RITMO
Hay cosas que no se aprenden, uno nace con ellas. El cante es un sentido con el que tú naces, de afinación. Y luego está el ritmo. El ritmo se mejora pero no sé aprende. Ó tienes ritmo ó no lo tienes. Hay gente que no se entera. Estás en vivo con algo y no se están enterando y luego hay otros que estamos sintiéndolo constantemente y nos entendemos enseguida entre nosotros porque sentimos igual.
El flamenco tiene ese poder, el entenderse sin que haga falta ensayar nada.
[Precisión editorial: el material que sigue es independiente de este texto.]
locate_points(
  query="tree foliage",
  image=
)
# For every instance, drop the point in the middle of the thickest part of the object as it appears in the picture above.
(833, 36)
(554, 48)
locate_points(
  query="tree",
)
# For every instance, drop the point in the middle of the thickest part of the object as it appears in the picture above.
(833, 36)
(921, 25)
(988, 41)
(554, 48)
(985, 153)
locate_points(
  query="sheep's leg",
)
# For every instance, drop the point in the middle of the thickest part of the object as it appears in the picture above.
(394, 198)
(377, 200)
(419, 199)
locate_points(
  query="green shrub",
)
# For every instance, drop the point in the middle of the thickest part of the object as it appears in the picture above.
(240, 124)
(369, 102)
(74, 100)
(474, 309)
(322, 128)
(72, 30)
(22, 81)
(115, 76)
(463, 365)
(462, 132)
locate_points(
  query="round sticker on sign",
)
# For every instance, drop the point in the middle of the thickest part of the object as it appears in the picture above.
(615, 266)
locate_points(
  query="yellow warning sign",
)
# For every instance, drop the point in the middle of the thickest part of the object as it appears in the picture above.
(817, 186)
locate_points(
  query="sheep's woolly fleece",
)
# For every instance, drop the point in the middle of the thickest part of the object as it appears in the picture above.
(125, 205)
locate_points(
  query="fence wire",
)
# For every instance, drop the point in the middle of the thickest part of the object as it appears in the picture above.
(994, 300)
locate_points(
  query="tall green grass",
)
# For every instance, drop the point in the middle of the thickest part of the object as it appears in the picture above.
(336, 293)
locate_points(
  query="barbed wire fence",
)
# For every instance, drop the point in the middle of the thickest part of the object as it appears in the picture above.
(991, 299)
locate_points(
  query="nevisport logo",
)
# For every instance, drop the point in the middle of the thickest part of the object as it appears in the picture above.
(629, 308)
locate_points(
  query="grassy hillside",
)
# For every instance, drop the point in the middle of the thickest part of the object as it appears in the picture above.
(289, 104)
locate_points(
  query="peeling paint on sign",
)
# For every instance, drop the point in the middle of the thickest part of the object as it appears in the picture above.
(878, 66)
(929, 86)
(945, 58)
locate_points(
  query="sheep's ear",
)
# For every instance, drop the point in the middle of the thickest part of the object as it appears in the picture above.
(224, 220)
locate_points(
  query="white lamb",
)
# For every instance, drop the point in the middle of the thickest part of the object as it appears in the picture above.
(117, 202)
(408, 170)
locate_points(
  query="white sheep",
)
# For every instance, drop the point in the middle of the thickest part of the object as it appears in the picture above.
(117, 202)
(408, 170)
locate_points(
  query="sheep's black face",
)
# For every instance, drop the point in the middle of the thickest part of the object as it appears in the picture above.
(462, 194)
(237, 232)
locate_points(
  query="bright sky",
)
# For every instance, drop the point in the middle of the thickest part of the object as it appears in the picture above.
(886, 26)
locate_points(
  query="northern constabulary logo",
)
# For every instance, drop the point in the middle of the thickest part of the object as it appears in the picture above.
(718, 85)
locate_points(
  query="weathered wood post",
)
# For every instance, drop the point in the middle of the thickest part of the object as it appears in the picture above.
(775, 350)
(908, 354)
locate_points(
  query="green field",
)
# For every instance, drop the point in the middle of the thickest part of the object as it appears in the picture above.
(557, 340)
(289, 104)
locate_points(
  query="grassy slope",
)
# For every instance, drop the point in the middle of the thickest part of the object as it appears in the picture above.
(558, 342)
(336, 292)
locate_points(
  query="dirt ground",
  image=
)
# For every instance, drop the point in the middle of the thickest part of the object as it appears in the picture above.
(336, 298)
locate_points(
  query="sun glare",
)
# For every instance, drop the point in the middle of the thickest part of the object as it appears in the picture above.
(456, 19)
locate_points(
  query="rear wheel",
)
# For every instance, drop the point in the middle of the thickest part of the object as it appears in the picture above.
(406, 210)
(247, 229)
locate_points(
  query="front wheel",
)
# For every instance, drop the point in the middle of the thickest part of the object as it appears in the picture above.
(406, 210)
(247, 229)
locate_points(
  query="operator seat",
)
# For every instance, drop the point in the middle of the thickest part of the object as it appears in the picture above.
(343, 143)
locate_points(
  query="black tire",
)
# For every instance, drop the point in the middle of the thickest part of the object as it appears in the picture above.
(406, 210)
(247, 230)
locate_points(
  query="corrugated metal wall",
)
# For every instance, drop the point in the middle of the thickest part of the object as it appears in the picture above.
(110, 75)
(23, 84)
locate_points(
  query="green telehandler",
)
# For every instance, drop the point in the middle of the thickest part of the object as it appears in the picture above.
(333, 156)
Sin conocerse de nada dos personas pueden hacer música en el mismo momento como pasa con la improvisación del jazz pero, la pequeña diferencia es que el jazz tiene ruedas melódicas y lo que hacen es que improvisan en cuatro acordes, dentro de un patrón, dentro de esa rueda melódica. Los flamencos no tienen rueda melódica ni patrón. El guitarrista para acompañar al cantaor tiene que tener mucho oído, tiene que saber la melodía que le manda y saber seguirle al instante anticipándose hacía donde va a ir, a que acorde va a ir el cantaor, porque cuanto alargue ó no una palabra el cantaor va a caer en un acorde ó en otro.
Cuando hablo de "caer" estoy hablando del ritmo porque el ritmo te obliga y es lo que se llama "un cante libre". El ritmo manda más que la melodía. Sí tú acabas fuera de ritmo la melodía está en otro sitio y el compás en otro. Pero el compás manda siempre, tienes que ir a ritmo y dentro de el ritmo puedes hacer lo que quieras, ahí está el arte.
¿Y cuándo terminas una letra? Pues simplemente es una sensación, porque cuando creas aunque te salga por casualidad siempre construyes una estructura y sabes, sientes el momento de acabar.
En el flamenco el que marca, el que siempre manda es el cante y sí no hay cantaor manda la bailaora ó bailaor y los que están siguiéndolo con las palmas, con la percusión y con la guitarra tienen que ir a muerte con el que está bailando. Ésta sería la jerarquía.